How To Build A Portfolio Of Trading Systems

Table of contents:

How To Build A Portfolio Of Trading Systems
How To Build A Portfolio Of Trading Systems
Anonim

A well-built and thoroughly tested trading system is inherently an asset in which all people invest their money. That is why building a portfolio of trading systems is no less important for a trader than building a portfolio of stocks for an investor. At the same time, all securities traders are divided into two groups: traders who buy securities only in order to sell them at a higher price and investors who buy shares in order to have a stake in a good firm.

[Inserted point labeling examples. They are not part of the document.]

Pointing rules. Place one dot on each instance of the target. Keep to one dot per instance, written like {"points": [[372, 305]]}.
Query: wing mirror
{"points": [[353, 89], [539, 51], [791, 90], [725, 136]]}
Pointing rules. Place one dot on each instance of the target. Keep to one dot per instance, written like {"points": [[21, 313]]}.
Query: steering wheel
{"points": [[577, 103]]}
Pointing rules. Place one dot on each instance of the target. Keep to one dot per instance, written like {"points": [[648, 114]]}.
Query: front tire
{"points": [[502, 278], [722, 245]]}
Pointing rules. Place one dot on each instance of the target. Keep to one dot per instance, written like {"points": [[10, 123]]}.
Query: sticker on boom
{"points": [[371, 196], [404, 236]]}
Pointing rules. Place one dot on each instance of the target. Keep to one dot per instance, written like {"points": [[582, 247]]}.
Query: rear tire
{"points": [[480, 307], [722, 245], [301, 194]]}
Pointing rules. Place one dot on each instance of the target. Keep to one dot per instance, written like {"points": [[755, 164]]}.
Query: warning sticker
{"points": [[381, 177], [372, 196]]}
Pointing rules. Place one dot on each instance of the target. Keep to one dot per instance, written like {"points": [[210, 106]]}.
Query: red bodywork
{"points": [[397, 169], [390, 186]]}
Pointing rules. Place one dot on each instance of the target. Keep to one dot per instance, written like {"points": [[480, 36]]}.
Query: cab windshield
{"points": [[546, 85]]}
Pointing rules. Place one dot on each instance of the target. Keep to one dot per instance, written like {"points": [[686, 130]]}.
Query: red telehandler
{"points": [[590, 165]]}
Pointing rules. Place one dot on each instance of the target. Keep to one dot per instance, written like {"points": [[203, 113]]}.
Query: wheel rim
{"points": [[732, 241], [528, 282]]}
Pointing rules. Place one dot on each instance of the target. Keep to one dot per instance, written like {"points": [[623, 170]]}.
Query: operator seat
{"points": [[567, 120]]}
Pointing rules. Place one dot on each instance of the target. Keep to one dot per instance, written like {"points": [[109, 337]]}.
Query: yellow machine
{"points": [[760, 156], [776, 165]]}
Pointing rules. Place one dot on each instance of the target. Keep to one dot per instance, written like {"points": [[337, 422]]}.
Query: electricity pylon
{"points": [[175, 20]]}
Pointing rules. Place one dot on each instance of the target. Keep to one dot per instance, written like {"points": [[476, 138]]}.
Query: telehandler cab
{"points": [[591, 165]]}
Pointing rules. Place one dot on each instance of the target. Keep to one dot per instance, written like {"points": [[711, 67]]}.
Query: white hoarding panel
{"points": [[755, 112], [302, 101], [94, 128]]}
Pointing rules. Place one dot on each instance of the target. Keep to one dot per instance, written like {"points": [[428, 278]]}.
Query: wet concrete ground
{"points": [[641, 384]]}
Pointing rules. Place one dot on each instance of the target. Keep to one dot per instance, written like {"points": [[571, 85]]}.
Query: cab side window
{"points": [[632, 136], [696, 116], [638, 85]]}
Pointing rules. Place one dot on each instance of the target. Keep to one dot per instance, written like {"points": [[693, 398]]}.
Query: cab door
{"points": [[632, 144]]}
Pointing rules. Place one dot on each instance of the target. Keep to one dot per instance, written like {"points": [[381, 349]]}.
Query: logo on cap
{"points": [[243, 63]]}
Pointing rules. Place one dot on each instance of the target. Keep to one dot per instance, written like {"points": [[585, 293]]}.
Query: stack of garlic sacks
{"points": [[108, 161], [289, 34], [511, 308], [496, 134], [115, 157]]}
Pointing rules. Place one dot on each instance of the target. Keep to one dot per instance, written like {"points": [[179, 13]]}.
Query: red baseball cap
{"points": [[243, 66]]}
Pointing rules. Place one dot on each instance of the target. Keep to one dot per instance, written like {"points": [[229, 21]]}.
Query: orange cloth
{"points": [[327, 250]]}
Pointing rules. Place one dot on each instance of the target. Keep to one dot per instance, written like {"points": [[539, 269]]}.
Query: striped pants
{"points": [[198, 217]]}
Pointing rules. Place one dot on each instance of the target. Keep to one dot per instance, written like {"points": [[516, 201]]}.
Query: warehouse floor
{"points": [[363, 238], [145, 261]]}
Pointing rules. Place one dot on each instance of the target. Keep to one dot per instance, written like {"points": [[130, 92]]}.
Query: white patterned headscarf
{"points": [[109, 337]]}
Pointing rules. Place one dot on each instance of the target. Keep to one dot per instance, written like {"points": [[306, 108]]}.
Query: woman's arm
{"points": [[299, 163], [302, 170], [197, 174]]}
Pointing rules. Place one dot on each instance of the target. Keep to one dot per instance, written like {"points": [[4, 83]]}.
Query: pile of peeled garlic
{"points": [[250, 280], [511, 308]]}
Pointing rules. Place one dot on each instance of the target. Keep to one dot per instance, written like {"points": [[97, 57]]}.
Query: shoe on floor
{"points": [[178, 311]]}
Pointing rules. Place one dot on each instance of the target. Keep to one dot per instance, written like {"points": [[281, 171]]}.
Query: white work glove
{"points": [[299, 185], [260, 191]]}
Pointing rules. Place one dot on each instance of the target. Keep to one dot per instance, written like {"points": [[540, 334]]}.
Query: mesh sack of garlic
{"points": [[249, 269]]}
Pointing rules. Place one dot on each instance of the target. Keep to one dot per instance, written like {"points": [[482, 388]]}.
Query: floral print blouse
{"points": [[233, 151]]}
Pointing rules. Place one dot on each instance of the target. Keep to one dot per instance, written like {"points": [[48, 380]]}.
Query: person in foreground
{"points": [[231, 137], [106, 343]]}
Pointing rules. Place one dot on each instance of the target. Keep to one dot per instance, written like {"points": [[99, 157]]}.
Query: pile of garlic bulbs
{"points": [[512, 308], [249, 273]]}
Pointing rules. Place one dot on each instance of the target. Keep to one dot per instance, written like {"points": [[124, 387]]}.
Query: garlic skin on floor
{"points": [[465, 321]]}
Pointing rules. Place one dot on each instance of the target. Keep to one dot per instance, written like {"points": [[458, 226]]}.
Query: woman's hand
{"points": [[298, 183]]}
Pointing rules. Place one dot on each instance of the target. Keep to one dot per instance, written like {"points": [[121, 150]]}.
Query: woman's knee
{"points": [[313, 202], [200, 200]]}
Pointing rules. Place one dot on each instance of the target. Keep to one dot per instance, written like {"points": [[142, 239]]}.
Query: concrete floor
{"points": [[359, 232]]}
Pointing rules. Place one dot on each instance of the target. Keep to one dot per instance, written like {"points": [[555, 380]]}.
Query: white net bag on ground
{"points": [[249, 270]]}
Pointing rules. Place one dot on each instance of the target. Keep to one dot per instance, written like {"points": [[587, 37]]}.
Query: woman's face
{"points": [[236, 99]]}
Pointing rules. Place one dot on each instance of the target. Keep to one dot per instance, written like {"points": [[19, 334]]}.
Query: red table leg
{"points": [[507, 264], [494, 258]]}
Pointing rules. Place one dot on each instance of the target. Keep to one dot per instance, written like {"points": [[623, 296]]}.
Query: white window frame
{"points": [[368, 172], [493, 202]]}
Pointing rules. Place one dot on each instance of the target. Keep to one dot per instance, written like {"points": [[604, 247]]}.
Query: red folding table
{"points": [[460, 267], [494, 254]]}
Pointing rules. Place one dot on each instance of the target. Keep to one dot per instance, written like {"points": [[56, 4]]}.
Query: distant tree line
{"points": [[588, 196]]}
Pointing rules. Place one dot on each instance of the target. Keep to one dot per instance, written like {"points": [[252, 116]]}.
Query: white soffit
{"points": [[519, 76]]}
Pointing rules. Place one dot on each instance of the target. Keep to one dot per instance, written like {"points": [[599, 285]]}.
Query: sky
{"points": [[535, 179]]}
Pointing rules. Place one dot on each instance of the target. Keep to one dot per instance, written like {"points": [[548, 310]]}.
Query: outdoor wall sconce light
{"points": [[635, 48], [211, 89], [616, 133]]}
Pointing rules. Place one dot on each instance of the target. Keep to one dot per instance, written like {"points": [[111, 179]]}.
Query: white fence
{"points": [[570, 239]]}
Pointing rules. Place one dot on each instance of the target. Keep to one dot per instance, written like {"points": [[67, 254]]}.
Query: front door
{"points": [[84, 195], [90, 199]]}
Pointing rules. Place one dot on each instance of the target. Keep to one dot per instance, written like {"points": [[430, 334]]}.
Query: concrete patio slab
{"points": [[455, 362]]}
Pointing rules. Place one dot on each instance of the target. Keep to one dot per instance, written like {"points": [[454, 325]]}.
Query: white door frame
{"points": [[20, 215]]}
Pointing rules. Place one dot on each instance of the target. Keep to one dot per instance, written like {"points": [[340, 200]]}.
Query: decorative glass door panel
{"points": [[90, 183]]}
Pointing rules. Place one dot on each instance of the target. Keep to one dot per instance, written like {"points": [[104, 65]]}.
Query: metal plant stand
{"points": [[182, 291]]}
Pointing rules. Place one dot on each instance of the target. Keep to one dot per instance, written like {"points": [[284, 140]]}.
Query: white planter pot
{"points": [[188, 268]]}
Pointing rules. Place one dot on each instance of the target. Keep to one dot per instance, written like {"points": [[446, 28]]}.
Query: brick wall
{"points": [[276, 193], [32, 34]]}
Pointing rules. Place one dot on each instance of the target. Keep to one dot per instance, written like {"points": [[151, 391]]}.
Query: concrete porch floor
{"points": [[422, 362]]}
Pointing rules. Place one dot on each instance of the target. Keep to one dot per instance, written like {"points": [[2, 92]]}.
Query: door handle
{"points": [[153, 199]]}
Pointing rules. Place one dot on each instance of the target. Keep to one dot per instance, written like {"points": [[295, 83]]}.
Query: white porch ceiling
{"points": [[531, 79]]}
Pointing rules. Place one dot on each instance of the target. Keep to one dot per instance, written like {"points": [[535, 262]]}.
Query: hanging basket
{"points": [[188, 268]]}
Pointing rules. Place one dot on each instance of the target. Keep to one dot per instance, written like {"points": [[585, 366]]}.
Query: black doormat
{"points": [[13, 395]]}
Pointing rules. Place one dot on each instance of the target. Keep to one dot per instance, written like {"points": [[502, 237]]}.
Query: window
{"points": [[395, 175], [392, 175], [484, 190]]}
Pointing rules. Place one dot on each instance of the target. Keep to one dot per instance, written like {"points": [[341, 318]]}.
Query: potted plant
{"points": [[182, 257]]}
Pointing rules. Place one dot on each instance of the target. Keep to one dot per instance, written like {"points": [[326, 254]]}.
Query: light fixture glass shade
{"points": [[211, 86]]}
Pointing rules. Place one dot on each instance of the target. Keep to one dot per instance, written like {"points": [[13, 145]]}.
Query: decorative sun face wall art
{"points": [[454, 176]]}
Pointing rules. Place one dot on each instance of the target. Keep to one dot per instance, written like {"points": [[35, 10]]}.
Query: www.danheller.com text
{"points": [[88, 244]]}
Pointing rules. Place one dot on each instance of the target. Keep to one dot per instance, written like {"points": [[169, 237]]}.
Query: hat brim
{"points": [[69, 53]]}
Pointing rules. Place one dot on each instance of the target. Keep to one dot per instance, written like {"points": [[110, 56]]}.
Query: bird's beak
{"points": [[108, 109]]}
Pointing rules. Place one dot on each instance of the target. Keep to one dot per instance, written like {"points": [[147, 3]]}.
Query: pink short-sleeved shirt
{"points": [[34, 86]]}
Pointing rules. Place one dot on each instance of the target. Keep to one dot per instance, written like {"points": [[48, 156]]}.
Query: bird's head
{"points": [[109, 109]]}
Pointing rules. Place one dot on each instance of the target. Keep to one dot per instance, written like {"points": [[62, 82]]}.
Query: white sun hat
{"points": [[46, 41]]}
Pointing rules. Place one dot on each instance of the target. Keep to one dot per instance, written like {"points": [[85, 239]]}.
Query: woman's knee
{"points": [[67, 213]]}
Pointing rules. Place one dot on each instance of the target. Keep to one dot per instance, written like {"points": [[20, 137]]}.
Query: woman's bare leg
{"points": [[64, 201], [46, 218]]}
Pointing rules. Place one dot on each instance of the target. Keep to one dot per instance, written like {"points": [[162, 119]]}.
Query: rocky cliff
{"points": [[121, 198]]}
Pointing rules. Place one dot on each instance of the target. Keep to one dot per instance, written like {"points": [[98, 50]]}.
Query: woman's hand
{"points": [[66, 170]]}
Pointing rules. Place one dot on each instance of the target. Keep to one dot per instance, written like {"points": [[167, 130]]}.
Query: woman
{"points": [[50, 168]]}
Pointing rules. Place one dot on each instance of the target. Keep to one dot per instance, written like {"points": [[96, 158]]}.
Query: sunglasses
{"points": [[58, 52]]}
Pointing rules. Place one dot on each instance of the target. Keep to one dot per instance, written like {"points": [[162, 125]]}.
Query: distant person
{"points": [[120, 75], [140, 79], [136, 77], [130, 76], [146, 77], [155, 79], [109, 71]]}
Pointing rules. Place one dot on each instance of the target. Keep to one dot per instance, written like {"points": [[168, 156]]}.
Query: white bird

How to build a portfolio of trading systems
How to build a portfolio of trading systems

Instructions

Step 1

The market can be trending (which has a directional movement) and flat (the final price movement). When compiling a portfolio of trading systems, it is advisable to take into account that both systems (both trend and flat) work.

Step 2

Apply different types of market analysis whenever possible. It is necessary to pay attention to what tools are used to create a trading system. At the same time, you can have as many as five trading systems that are based on moving averages, but it is still better to use fundamentally different instruments. For example, you can use technical analysis figures, fractals, trend lines, channels, Elliott waves, candlestick analysis.

Step 3

In a flat system, in addition to the Stochastic and RSI indicators, you can also use regular or horizontal price channels, candlestick analysis, Fibo levels and fractals. However, you don't need to use everything. Choose only those that are most understandable to you, on the basis of which you can build a profitable trading system.

Step 4

Strategies must be developed for different stocks. For example, if your trading system is built on the basis of moving averages, then in this case it is better not to trade only the shares of one company, but you need to modify your trading system for the shares of other companies. Thus, even if one action goes against you, the others most likely won't.

Step 5

Capital Management. Determine in advance the maximum drawdowns of each system, at which trading will be temporarily suspended. Allocate the required percentage of capital for each individual trading strategy. Change the trading lot if necessary.

Step 6

Use a trending strategy. When the price has been in a flat for a long time and you expect that there will be a breakout of the channel, use the following tactic: instead of buying, for example, 100 shares with a full lot on the market, split the position into 2 equal parts (50 shares each). That is, at the time of the channel breakout, buy 50 shares and a little later acquire another 50 shares, even if at a less favorable price. Thus, in the event of a false puncture, you will receive a stop lot not for all 100 shares, but only for 50.